Eva Mozes Kor sagt es, weil sie beschlossen hat, sich selbst von dem Hass gegen die Nazis zu befreien. Sie nennt es einen Akt der Selbstbefreiung und Selbstheilung. Sie betont, dass ihr Vergeben kein Vergessen ist und schon gar kein Entschuldigen der grauenhaften Taten. Ihr Vergeben mindere nicht die Schuld der Täter. Sie betont, dass sie nur für sich selbst und nicht im Namen anderer Überlebenden spricht. Ihr Vergeben ist ihre höchstpersönliche Art des Umgangs mit der Geschichte des Horrors.

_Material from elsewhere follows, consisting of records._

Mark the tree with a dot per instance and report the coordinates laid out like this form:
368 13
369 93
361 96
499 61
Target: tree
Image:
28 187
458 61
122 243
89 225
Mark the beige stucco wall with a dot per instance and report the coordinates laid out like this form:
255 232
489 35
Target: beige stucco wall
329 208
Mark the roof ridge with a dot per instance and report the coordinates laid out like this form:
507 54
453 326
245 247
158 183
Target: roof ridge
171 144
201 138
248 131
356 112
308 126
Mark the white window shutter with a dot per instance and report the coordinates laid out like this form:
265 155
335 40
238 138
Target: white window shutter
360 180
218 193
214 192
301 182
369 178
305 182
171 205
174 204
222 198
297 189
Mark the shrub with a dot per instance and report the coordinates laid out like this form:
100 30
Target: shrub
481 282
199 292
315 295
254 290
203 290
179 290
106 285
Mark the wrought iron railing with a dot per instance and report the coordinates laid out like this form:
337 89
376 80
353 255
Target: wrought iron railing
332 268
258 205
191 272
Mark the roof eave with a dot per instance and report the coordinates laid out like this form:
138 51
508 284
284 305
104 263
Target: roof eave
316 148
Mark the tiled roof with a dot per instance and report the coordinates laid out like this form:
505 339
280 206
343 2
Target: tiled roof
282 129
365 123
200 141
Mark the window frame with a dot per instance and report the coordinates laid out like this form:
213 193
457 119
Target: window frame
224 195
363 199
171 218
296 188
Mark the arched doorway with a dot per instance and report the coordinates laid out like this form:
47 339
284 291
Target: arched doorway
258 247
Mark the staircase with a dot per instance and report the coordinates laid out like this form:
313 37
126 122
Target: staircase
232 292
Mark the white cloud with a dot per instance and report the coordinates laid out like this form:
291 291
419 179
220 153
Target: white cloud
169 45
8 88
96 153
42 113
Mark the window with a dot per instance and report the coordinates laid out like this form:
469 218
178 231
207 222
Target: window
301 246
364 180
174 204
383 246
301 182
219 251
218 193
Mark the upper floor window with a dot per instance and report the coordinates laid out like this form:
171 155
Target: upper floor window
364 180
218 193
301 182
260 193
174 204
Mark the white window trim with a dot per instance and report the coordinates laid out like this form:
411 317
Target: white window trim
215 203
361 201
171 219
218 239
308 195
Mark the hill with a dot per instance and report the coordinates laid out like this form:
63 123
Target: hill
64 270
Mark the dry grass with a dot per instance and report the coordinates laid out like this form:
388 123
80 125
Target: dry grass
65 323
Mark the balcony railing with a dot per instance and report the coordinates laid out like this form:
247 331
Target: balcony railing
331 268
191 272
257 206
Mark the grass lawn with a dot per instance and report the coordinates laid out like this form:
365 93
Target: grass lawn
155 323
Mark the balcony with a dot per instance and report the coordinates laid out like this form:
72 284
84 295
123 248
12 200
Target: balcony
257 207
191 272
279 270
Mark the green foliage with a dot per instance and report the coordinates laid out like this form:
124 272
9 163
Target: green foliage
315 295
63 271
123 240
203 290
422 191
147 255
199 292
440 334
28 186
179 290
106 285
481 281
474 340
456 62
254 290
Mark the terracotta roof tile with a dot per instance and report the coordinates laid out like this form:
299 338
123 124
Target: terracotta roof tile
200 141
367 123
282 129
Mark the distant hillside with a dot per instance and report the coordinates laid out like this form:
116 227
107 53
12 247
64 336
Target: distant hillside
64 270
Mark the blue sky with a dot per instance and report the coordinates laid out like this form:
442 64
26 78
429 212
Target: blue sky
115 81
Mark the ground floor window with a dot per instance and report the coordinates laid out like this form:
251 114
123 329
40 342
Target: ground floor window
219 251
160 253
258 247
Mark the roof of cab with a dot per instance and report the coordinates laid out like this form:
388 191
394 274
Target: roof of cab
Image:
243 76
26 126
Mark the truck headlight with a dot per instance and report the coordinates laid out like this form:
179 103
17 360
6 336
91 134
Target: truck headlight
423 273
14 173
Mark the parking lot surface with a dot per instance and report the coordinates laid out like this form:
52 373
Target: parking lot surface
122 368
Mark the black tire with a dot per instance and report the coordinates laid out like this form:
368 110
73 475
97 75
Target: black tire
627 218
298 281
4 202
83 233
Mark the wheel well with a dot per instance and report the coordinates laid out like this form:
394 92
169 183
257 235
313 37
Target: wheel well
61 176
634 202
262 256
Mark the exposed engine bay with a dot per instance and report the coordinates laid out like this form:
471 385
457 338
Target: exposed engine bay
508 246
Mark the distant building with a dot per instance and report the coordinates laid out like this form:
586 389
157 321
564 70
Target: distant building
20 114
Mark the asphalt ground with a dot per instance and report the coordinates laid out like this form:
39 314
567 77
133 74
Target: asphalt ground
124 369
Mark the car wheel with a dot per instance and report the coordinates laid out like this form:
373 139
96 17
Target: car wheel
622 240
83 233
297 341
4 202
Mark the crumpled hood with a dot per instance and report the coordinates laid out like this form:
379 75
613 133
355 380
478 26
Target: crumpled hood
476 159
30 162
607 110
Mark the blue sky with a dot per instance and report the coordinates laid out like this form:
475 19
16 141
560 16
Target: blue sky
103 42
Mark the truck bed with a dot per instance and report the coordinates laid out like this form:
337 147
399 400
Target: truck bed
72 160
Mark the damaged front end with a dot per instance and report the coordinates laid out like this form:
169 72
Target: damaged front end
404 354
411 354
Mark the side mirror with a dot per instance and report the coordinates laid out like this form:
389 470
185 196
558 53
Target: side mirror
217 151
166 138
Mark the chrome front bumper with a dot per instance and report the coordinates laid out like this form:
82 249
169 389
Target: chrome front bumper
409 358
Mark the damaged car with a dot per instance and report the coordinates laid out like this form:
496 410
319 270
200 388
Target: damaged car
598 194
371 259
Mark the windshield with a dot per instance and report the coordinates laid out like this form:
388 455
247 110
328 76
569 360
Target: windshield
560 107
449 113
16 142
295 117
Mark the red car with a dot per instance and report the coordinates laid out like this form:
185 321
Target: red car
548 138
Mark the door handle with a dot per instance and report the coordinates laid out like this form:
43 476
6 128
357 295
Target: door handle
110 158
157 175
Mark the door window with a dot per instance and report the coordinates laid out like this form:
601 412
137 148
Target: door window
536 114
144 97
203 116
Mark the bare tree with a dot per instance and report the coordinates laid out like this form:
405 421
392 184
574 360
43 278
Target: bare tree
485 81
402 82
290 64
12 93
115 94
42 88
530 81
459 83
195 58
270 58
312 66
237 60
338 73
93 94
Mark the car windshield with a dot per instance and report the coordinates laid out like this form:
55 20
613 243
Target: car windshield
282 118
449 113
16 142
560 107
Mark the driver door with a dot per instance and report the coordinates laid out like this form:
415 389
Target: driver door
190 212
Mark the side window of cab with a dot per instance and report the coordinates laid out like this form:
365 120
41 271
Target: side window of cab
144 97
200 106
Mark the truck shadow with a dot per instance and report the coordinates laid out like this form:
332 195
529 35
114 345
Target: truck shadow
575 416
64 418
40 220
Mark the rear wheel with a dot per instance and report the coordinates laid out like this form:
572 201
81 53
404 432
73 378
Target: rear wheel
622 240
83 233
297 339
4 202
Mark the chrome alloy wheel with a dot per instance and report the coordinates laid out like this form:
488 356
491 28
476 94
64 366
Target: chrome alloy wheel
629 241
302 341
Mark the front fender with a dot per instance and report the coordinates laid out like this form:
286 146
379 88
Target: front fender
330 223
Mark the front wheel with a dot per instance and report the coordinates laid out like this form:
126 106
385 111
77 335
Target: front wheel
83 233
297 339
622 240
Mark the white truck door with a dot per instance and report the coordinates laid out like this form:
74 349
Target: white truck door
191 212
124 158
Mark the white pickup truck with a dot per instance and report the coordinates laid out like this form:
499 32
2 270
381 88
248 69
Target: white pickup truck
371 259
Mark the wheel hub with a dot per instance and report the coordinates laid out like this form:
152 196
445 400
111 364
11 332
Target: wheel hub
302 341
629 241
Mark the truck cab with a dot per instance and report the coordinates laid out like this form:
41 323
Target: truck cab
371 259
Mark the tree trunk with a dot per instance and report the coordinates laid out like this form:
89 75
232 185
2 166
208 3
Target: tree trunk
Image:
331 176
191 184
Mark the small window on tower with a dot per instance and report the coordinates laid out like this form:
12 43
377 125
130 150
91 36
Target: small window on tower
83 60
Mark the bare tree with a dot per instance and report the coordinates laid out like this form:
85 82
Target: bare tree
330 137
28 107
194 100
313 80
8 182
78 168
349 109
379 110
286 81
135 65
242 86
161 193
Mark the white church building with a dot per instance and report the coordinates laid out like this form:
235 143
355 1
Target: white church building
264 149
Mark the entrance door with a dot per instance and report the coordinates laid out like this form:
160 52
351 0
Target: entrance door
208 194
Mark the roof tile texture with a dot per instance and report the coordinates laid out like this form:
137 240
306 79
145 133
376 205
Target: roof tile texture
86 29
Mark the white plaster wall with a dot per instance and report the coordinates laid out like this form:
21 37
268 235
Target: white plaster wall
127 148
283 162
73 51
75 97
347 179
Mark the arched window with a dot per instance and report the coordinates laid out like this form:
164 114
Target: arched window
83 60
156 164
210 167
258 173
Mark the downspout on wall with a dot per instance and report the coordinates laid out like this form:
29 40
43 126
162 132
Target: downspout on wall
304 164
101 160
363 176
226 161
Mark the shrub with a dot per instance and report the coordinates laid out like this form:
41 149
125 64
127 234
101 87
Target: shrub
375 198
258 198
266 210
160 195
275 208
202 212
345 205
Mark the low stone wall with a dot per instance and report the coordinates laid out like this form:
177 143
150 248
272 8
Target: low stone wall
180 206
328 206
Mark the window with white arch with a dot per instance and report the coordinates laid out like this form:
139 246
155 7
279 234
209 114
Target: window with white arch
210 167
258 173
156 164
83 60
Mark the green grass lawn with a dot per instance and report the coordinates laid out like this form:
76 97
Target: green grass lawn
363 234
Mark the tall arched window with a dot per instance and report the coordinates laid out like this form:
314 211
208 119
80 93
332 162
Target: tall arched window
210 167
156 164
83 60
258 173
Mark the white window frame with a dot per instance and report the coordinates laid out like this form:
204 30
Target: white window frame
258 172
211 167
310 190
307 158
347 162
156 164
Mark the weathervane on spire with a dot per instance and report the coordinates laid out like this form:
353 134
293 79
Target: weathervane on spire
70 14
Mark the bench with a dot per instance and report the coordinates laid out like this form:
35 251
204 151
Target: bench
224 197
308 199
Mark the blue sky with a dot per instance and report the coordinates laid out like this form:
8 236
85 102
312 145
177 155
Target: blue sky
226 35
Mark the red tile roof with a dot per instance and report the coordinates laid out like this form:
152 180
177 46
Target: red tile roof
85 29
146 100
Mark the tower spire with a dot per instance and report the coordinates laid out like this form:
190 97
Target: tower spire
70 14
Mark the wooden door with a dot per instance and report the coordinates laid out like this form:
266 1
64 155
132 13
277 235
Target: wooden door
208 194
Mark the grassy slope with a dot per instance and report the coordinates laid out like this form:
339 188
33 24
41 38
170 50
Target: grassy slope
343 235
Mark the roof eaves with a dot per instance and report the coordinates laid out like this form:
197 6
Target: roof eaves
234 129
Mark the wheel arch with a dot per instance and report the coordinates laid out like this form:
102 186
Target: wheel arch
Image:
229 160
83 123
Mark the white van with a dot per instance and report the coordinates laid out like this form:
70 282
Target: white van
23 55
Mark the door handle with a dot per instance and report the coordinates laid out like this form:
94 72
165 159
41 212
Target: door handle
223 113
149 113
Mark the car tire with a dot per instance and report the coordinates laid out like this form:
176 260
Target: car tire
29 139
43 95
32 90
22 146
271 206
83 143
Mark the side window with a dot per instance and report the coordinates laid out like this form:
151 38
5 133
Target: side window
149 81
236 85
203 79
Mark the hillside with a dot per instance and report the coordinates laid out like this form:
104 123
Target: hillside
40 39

Auf Twitter postete die 81-Jährige ein Foto, das zeigt, wie sie dem früheren SS-Mann die Hand reicht. Oskar Gröning ergreift ihre Hand mit seinen beiden Händen. Er lächelt sie an und sieht glücklich aus. Man kann das Foto auch so lesen: Eine Auschwitz-Überlebende besiegt einen früheren SS-Mann durch eine fast übermenschliche Geste der Gnade. Während Gröning grausam empathielos und in unerträglicher Unbefangenheit über seinen Alltag in Auschwitz vor Gericht plaudert und die Begriffe „Reue und Demut“ nur vom Blatt abliest, begegnet Eva Mozes Kor ihm mit unfassbarer Menschlichkeit.

Kritik an Mozes Geste

Das Bild wird einige Holocaust-Überlebende schwer erschüttert haben. Wenige Tage später tritt Hedy Bohm in den Zeugenstand. Auch ihre Eltern wurden in Auschwitz ermordet. Sie hat das Konzentrationslager überlebt. Die 87-Jährige sagt: „Ich empfinde keine Rachegefühle. Aber ich kann den Mördern meiner Mutter, meines Vaters und all der Tausenden von Kindern, Frauen und Männern nicht vergeben, niemals.“ Sie kämpft mit den Tränen. „Vielleicht kann Gott vergeben. Ich kann es nicht.“

Die Anwälte von Auschwitz-Überlebenden und Hinterbliebenen der Opfer sagen nun, Eva Mozes Kor hätte nicht Nebenklägerin im Prozess werden sollen, wenn sie doch öffentlich fordere, die Anklagen müssten aufhören. Natürlich kann sie trotzdem Nebenklägerin sein. Sie kann vergeben und trotzdem bezeugen, was in Auschwitz geschehen ist. Vergebung ist keine juristische Kategorie. An den Taten und der Schwere der Schuld des Angeklagten ändert sie nichts.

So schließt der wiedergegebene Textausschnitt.